As my colleague Gerard mentioned in his blog on features of Snowflake, warehouse elasticity is an important part of Snowflake. Being able to increase computing power when needed makes our job both easier and faster. Not all scaling options are the same however, and in this blog I will talk about warehouse elasticity and clarify the distinction between scaling up and scaling out.
Refresher: What is a warehouse
A Snowflake virtual warehouse (not to be confused with a data warehouse) is a cluster of compute resources. The warehouse is where the queries are executed at the cost of credits, Snowflake’s proprietary currency. Using multiple warehouses makes it easy to keep track of resource usage throughout the company through the use of resource monitors.
Warehouse sizes and scaling up
Each virtual warehouse you create has a designated ‘size’, referring to the amount of computing resources it has available. Larger sized warehouses can execute their queries at a higher speed, at the cost of extra credits for being active.

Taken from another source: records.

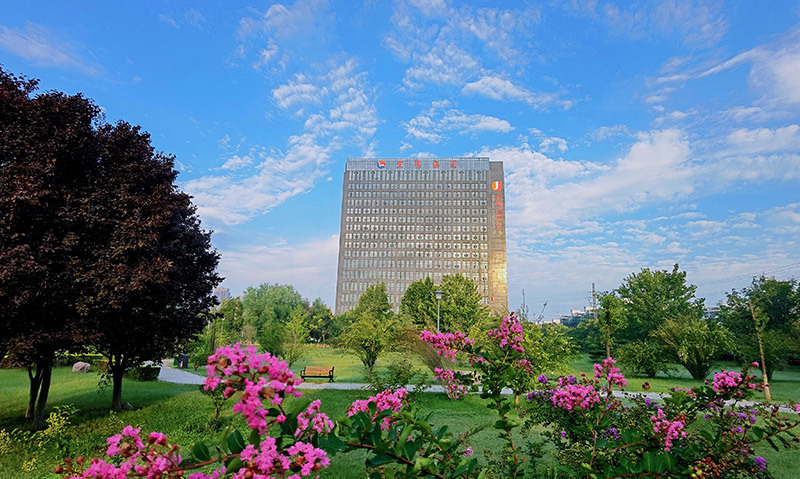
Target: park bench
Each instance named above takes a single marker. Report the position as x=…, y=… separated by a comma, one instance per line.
x=317, y=372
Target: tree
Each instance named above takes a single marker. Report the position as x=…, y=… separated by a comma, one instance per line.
x=270, y=302
x=147, y=287
x=776, y=307
x=296, y=336
x=693, y=343
x=461, y=304
x=372, y=328
x=419, y=303
x=47, y=147
x=650, y=298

Where it gets interesting is that because you pay credits for the time a warehouse is active, and larger warehouses need less time to process queries, the total cost for moving to a larger warehouse does not have to be higher. Say that my query takes 2 hours to complete on an extra small warehouse, costing a total of 2 credits. On a one size larger warehouse the query takes only 1 hour, and while that hour is twice as expensive at 2 credits per hour, my final cost will still be 2 credits – and I have saved myself an hour for no additional cost.
So why not always take the largest warehouse with the most computing power? The drawback is that you will always pay for a minimum of one minute when activating a warehouse. That means that while a larger warehouse may cut my 10 second query down to 5 seconds, I will spend twice the amount on a minute of the larger warehouse. Scaling up to lager warehouses is viable when dealing with large queries taking more than one minute.

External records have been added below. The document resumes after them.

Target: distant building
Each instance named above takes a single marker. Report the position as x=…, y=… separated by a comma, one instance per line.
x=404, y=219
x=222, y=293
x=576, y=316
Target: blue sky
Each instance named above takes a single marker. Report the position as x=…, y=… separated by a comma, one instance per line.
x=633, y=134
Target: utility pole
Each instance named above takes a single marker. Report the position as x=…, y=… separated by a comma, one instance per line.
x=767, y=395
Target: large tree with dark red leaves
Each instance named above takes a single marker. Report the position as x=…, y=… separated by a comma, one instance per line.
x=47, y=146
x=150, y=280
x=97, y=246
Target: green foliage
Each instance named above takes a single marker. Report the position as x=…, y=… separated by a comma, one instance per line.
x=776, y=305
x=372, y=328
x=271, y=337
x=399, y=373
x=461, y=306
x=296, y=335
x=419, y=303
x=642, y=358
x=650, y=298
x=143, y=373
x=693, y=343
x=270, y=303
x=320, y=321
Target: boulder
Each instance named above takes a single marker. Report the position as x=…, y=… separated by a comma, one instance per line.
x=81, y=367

Multi-cluster warehouses and scaling out
A different kind of scaling becomes relevant when dealing with a large amount of smaller queries. If a warehouse has to deal with a stack of queries from one or more users, it will back up. People submitting the queries will have to wait for their requests to even be taken into consideration.
Multi-cluster warehouses allow temporary cloning of the warehouse to divide the queued queries among themselves. Each cluster has the same original warehouse size, at the same credit cost. This way a large amount of queries can be dealt with simultaneously in the most efficient way. While utilizing warehouse elasticity to increase the warehouse size is known as scaling up, enabling multi-cluster warehouses is known as scaling out.

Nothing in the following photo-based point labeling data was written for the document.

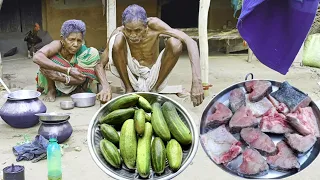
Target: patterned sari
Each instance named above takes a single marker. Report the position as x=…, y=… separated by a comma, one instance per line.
x=84, y=60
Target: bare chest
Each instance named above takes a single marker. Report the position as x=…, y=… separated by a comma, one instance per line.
x=146, y=52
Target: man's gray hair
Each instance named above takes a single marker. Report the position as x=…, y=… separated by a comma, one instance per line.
x=134, y=13
x=73, y=26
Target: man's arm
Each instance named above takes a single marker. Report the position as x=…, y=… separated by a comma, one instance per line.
x=192, y=47
x=104, y=58
x=42, y=57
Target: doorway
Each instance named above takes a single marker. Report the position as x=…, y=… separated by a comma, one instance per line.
x=20, y=15
x=177, y=17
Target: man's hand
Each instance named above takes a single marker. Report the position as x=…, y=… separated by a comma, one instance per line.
x=104, y=95
x=74, y=72
x=197, y=95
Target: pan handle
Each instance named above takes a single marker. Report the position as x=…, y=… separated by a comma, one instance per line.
x=246, y=78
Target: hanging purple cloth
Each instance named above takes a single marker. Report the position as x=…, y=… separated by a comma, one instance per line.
x=276, y=29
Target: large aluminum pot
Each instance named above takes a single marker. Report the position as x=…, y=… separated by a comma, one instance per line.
x=20, y=108
x=94, y=138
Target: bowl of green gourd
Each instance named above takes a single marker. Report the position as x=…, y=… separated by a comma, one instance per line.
x=142, y=135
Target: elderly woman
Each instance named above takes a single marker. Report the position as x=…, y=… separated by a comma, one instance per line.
x=75, y=68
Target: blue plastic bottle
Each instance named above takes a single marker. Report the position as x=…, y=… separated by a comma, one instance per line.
x=54, y=160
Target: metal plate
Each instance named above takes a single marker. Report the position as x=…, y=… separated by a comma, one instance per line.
x=94, y=137
x=23, y=95
x=223, y=97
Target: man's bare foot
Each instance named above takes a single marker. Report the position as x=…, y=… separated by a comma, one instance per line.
x=50, y=97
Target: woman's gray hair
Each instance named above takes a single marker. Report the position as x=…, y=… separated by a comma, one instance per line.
x=73, y=26
x=133, y=13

A very big advantage of multi-cluster warehouses in Snowflake is that the scaling can be done automatically. An auto-scaled warehouse will only create clones of itself when the query load becomes a queue, and revert back to a single instance after. As such, there is no real reason to not have it enabled as a standard – though be aware that you will of course be paying for the additional clusters when they are needed.